Menurut Boyamin, Sugeng bercerita terkait adanya aliran dana miliaran rupiah yang mengarah ke Eddy. Uang itu disebut untuk pembayaran jasa pengacara dan upaya menutup perkara.

“Urutannya itu adalah Rp4 miliar, Rp3 miliar, dan Rp1 miliar. Rp4 miliar konon katanya untuk upah lawyer, Rp3 miliar tambahan lagi untuk menutup perkara yang menyangkut Helmut, karena dia juga dilaporkan di Polri,” ucap Boyamin.
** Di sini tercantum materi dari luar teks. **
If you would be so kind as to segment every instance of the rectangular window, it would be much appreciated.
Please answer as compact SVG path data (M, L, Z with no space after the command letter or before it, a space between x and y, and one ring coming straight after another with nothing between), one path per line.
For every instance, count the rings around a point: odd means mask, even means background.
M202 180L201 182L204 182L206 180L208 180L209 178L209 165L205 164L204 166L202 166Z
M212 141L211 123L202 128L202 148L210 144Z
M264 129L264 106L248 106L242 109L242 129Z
Dari total dana yang dibeberkan itu, sebanyak Rp3 miliar tidak terpenuhi. Menurut Boyamin, sebagian uang sudah digunakan untuk kepentingan organisasi.
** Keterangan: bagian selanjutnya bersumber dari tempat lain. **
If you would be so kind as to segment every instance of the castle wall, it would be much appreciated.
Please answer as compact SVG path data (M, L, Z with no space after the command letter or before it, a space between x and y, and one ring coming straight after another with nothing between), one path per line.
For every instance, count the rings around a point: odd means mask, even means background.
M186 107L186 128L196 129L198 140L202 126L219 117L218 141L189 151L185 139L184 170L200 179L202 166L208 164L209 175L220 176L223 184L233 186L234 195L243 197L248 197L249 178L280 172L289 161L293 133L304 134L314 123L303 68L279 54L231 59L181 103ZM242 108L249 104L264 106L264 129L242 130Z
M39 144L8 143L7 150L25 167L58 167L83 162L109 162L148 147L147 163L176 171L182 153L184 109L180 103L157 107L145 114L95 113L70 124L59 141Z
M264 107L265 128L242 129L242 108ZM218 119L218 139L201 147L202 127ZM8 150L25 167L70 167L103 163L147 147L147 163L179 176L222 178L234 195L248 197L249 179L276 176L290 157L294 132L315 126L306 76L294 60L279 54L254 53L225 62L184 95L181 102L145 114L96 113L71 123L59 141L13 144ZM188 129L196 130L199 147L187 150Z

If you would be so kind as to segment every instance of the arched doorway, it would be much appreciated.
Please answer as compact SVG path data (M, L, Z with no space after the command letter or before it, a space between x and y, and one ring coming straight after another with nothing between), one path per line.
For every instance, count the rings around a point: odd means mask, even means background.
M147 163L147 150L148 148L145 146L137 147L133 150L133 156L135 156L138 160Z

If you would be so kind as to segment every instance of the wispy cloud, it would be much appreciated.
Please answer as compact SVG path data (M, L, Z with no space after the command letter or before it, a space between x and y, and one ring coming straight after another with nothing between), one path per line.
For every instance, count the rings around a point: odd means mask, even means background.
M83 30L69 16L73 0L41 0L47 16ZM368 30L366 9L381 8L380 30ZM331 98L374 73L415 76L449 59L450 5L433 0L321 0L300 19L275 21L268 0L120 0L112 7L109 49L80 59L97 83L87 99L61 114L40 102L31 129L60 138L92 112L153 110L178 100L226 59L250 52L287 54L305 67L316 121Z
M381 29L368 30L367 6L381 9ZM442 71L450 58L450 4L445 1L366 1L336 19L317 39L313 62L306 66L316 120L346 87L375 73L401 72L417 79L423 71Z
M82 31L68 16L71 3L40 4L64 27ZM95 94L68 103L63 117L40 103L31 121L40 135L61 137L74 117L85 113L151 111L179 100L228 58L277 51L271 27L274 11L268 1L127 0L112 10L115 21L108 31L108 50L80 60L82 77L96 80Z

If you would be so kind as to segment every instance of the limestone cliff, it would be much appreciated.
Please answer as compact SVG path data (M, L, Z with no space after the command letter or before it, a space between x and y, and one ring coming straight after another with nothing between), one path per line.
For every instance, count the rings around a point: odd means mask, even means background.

“Yang Rp1 miliar untuk permintaan membiayai kegiatan persatuan tenis lapangan Indonesia, organisasi olahraga, yang ini juga diduga untuk money politics, uang yang diperoleh dari Helmut tadi,” ujar Boyamin.

Boyamin menilai tindakan Eddy sarat konflik kepentingan. Wamenkumham sejatinya boleh membantu masyarakat yang meminta bantuan maupun saran hukum, tapi tidak perlu mendapatkan upah.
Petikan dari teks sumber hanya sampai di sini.